Aux racines du rythme : L’esprit battant des bals auvergnats

Fermez les yeux une minute. Au cœur d’un village auvergnat, la nuit tombe, la lune éclaire le parvis. Les silhouettes se pressent, s’attroupent. Pour les initiés comme les curieux, un moment suspendu arrive : la bourrée s’annonce. Et tandis que les premiers accords de la vielle s’élèvent, une pulsation terrestre se fait entendre. Cette vibration, c’est celle des percussions, compagnes essentielles de la danse, langage que le sol comprend, que les corps traduisent.

Mais comment ces instruments, longtemps discrets ou même absents dans certaines formes traditionnelles, sont-ils devenus les piliers rythmiques de la bourrée et des bals modernes ? Plongeons dans cet univers où chaque battement scelle un dialogue entre la tradition et la modernité, entre la terre et les corps qui la foulent.

Petite généalogie des percussions dans la bourrée

L’histoire des percussions dans la bourrée auvergnate commence par une absence : pendant des siècles, la musique de danse populaire en Auvergne s’appuie principalement sur la mélodie, portée par la cornemuse, la cabrette (ouverte en Auvergne dès le XIXe siècle), la vielle à roue, puis l’accordéon.
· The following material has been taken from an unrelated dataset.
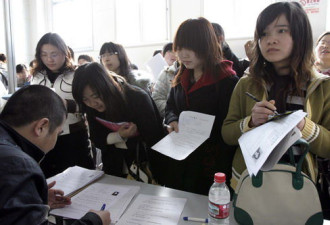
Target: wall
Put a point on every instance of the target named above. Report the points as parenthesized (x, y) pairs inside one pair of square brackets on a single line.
[(31, 22)]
Pourtant, la dimension rythmique, si présente dans le « battement » de la danse elle-même, finit par appeler ses propres instruments.

Au fil du temps, les percussions s’invitent progressivement, d’abord par la simplicité des frappes de pieds des danseurs, puis par l’usage de percussions légères héritées de différentes influences régionales. Aujourd’hui, le son du tambourin, du cajón, du washboard ou bien plus simplement des tapements de main, est indéniablement associé à l’effervescence des bals auvergnats.

Le bal, théâtre sonore : percussions et bourrée, un dialogue corporel

L’indissociable frappe de pieds : la « percussivité » des danseurs

Bien avant l’instrument, la première percussion de la bourrée, c’est le corps. Les danseurs frappent le sol, non par ornement mais pour donner le tempo, parfois plus de 120 frappes/minute dans une bourrée dite « vive » (source : EthnoDoc). Cette rythmique est cruciale : elle guide la progression de la danse, répond à la mélodie, et crée une symbiose avec le musicien.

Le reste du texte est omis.